You then send them away, put them back into fasting state, the next day you give them baked beans (for example, of testing GI of baked beans) to eat which contain 50g of available carbohydrate. You measure blood sugar over next 2 hours again and plot it.
The ratio of the area under that curve compared to the glucose one is the GI
What affects GI? Does a new potato or white bread have a lower GI?
what 2 things does the new potato have that lower GI?
what could increease or drecrease the GI? (4)
The new potato has a lower GI because the potato has more fibre which slows gastric emptying meaning everything enters the small bowel more slowly.
The new potato also has intact cell walls, cell walls inhibit access by digestive enzymes and slow digestion.
o If we added fat/protein this would further slow gastric emptying and digestion.
o If we peel the potato we increase the GI because we reduce the fibre content
o If we mash it we increase as broken cell wall
o If we add butter, we decrease as adding fat to delay stomach emptying
So, should we suggest type-2 diabetics to add butter to their meals?
NO! Because fat is our most energy dense macronutrient and type-2DM is (in part) caused by insulin resistance the main cause of which is being overweight/obese.
Why do we develop deficiency?
We need a balance of nutrients to stay healthy, if we do not get enough of one nutrient we will develop a deficiency disease.
Examples include: Kwashiorkor, rickets,
- Inadequate intake e.g. Reduced appetite, poor availability of food, vegetarian
- Reduced absorption e.g. Coeliac disease
- Increased losses e.g. diarrhoea, vomiting
- Increased demand e.g. growth, pregnancy
-> If demand outweighs supply of nutrients you will go through several stages of deficiency: health, subclinical deficiency, deficiency, death
Example: Vitamin A Deficiency
Vitamin A is stored and can last a long time, if you eat too much it can cause toxicity.
If you have a deficiency, first your liver stores become depleted, then your blood levels start to fall. At this point you become at increased risk of infection.
If the deficiency persists you can then develop Xeropthalmia, starting with night blindness which can progress onto complete blindness.
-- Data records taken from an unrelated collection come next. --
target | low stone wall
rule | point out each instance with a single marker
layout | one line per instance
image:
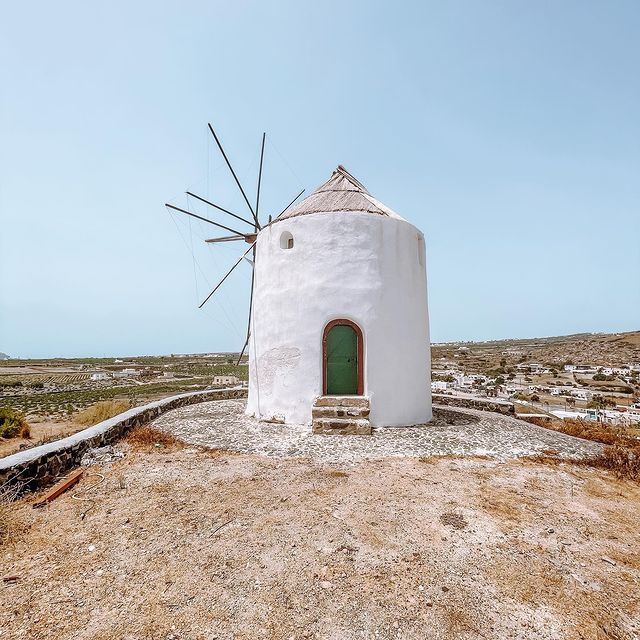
(498, 406)
(40, 466)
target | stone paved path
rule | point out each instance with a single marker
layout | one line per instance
(222, 424)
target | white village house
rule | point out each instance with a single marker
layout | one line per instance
(339, 330)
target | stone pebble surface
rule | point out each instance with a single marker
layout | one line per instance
(466, 432)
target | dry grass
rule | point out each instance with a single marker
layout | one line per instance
(101, 411)
(621, 456)
(11, 525)
(145, 438)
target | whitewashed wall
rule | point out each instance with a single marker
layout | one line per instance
(364, 267)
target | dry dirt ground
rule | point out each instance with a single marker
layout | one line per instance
(193, 544)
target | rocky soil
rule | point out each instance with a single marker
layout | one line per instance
(193, 544)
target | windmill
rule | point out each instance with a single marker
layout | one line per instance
(248, 236)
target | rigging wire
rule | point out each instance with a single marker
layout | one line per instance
(295, 175)
(230, 323)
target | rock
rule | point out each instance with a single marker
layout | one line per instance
(100, 455)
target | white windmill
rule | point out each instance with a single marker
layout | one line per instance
(338, 330)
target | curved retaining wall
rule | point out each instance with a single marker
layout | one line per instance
(499, 406)
(40, 466)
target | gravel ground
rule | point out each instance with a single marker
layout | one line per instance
(195, 544)
(223, 425)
Estimating Nutritional Requirements
Vitamin c example
We can estimate nutritional requirements by looking at it in order to prevent/cure deficiency and toxicity (called minimal requirement) and/or we can estimate the level to optimise biochemical processes that rely on that nutrient.
E.g. Vitamin C
o 10mg/day avoids scurvy
o 20mg/day normal wound healing
o 30mg/day reduces risk of gingivitis
So 10mg/day is suboptimal! Therefore, this method is slightly flawed, as original minimal requirement isn’t good.
So rather than looking at the minimum to prevent deficiency/disease we could look at how much you need to maintain a balance between how much you take in and how much you use? Why is this flawed?
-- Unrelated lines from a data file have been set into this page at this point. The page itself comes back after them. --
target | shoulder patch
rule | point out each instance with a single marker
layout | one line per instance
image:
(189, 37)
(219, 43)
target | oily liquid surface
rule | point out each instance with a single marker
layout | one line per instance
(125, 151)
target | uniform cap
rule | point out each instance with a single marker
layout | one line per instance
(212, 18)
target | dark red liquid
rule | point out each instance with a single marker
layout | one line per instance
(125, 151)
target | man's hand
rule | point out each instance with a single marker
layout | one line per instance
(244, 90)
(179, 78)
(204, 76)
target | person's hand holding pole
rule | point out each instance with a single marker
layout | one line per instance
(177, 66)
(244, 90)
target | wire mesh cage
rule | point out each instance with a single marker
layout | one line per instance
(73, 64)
But this method is also flawed as our body adapts to our intake.
In experiments we found as our body pool of vitamin C for example decreased, the turnover of that nutrient decreased.
If a nutrient is in short supply, we can reduce the rate of turnover and/or increase absorption.
Why is excess iron bad?
50% of iron is carried in RBC as haemoglobin, its job being to carry oxygen. Excess iron generates free radicals -> this is damaging to cells however there are no excretory pathways for iron.
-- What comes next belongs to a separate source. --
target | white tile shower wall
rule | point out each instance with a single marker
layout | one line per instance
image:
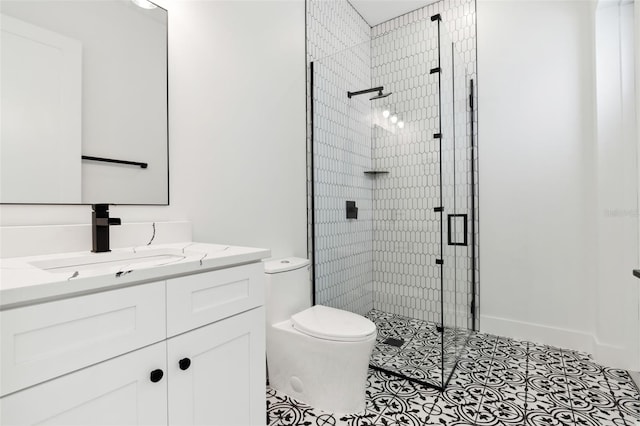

There are some losses via shedding cells (e.g. urinary tract, GI tract, skin, hair, bleeding). Therefore, we must be able to regulate iron absorption then store it and release according to demand.
How is iron transported and absorbed?
When iron is in our gut enterocytes, it enters the circulation by binding to transferrin. The iron-transferrin complex moves from the circulation to a new cell via the transferrin receptor. Most cells express these.
Once iron-transferrin complex binds to its receptor it enters via receptor-mediated endocytosis.
There is a drop of pH and this stimulates release of iron from transferrin. So, in order to alter iron absorption, we alter how many receptors we have on the cell surface, production of the iron-transferrin receptors is controlled by an iron regulatory protein.